In order to overcome these shortcomings, oracles need to create the same security and reliability guarantees of a blockchain, although in a different manner given the many differences in how to solve the oracle problem compared to achieving blockchain consensus.
Chainlink: The Standard for Secure and Reliable Oracles
In order to bring determinism to the oracle layer, Chainlink has developed a decentralized oracle network that can provide a multitude of different guarantees that can be used in any combination to provide customized oracle solutions to any use case.

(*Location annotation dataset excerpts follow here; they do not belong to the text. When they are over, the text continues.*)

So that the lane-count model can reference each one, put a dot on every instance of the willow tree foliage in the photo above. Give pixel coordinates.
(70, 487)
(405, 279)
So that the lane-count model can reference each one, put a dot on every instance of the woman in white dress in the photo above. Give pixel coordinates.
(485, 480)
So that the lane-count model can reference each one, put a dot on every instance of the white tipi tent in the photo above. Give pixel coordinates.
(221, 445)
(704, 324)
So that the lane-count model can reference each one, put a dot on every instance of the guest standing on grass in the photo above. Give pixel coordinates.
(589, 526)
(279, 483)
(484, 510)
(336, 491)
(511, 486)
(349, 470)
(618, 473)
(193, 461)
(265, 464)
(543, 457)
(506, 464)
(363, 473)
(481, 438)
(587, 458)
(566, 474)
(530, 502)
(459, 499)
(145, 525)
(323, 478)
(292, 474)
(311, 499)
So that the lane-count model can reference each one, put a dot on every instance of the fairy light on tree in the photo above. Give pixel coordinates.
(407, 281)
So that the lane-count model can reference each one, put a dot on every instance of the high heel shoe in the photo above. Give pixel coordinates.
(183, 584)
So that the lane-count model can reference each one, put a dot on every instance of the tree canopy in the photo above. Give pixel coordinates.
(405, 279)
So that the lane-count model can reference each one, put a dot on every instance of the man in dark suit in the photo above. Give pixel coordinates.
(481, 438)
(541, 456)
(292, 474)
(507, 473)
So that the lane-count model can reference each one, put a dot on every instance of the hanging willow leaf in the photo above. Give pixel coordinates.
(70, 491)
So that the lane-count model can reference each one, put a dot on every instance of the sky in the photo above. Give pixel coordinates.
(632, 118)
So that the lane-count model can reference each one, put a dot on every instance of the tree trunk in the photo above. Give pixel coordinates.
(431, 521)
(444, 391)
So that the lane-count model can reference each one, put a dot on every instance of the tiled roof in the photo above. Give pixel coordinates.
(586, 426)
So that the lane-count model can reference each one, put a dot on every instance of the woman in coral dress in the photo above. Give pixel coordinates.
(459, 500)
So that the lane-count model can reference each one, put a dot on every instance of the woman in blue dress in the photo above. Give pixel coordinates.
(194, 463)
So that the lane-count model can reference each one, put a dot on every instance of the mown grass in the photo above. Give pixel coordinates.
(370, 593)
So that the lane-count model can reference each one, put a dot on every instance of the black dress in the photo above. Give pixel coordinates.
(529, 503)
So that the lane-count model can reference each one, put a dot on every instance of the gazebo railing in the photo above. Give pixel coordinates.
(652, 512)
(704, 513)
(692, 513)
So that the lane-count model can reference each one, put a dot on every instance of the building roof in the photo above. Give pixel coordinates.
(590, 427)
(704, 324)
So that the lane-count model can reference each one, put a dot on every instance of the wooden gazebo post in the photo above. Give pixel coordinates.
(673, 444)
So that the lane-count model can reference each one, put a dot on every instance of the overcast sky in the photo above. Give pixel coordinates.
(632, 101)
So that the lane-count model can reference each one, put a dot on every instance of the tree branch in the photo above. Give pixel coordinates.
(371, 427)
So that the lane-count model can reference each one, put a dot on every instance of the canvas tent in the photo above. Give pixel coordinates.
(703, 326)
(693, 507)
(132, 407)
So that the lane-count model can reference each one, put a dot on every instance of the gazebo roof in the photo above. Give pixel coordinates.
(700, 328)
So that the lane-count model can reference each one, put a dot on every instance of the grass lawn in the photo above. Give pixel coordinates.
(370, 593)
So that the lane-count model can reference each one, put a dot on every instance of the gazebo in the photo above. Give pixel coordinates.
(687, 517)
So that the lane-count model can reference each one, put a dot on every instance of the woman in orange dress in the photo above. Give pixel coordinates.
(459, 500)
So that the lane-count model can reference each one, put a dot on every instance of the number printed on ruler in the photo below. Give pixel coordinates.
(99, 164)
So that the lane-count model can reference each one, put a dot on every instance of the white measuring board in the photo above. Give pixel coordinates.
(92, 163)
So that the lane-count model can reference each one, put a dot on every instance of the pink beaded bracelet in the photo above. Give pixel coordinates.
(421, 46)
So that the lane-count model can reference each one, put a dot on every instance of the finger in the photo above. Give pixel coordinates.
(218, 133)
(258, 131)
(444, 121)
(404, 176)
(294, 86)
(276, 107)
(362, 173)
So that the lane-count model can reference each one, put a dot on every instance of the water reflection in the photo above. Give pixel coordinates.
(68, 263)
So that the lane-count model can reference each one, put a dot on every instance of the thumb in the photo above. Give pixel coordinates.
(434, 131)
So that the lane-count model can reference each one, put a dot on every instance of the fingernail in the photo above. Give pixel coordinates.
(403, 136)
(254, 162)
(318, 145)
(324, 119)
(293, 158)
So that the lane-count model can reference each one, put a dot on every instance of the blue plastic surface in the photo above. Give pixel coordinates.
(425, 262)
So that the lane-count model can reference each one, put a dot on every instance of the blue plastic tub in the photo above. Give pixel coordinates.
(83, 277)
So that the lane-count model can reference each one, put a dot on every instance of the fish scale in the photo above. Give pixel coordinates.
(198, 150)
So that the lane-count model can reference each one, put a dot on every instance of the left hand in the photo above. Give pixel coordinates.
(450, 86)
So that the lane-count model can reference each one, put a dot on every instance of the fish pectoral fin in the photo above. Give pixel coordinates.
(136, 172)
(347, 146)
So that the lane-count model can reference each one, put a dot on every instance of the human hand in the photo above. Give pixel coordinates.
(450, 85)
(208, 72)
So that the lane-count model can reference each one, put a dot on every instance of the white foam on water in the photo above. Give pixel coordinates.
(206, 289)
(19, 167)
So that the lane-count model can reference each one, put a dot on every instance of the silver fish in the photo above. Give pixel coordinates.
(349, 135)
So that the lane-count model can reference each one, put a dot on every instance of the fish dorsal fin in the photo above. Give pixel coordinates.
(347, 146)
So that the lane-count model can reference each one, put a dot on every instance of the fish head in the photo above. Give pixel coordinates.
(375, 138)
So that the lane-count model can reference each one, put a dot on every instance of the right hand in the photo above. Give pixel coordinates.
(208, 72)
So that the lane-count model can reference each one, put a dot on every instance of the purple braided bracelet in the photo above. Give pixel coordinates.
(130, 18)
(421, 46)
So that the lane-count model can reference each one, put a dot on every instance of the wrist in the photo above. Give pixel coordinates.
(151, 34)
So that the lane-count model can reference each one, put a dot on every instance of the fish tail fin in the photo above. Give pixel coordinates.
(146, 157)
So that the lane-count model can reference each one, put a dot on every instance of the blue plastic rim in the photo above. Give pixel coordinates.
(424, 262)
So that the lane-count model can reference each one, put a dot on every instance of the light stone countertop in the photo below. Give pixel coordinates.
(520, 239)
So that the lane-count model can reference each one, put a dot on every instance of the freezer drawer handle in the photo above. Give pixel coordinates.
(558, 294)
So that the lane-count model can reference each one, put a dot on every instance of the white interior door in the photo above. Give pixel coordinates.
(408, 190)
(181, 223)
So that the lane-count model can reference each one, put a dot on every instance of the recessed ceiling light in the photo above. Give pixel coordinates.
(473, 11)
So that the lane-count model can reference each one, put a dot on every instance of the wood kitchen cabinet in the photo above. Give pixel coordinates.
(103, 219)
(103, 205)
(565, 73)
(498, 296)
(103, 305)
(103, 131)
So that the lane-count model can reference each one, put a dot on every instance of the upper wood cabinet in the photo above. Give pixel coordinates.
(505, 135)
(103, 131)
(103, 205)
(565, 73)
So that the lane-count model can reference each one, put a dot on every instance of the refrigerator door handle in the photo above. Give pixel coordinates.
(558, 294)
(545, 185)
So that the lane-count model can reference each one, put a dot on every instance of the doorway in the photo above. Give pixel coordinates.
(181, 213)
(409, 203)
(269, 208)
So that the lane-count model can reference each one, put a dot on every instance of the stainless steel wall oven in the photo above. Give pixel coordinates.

- Open-source - being an open-source technology allows the wider blockchain community to independently verify the security and reliability of Chainlink’s source code and functions, as well as contribute to its improvement
- External Adapters - allowing nodes to securely store API keys and manage account logins enables smart contracts to retrieve data from any external system and API, including those that are password/credential protected
- Decentralization - employing decentralization at the node and data source level ensures no one node or data source is a single point of failure, providing users strong guarantees that data will be delivered on time and remain resistant to manipulation
- Data Signing - having nodes cryptographically sign the data they provide to smart contracts allows users to identify which nodes sent data and look at their past history to determine their performance quality
- Service Agreements - using binding on-chain agreements between the requesting smart contract and the oracle provider that outline the terms of the oracle service and penalties/rewards for performance provides users with enforceable guarantees on their off-chain data request
- Reputation Systems - feeding signed on-chain data into reputation systems allows users to make informed decisions about which nodes are good and which nodes are not based on a variety of metrics like successful jobs, clients served, average response time, etc
- Certification Services - enabling nodes to increase their security and reliability to users by obtaining any number of certifications can provide certain key guarantees like KYC, geographic location of the node, security reviews of their infrastructure, and more
Advanced Cryptography and Hardware - providing flexibility for more advanced cryptography (like zero knowledge proofs) and hardware (such as trusted execution environments) enables oracles to perform additional functions like prove the origin of data to a smart contract (e.g. specific data came from a specific server), keep data confidential from the oracle itself, perform off-chain computation, and more
These are just some of the many features offered by Chainlink that provide users with a whole set of guarantees to ensure a highly secure and reliable oracle mechanism. In future Education articles, we will dive deeper into each of them to get a more complete understanding of the Chainlink Network.
By building out these key features on Chainlink, smart contracts on any blockchain can now access off-chain data without sacrificing on its core value of determinism, providing a solid foundation from which to build out the future of data-driven automation.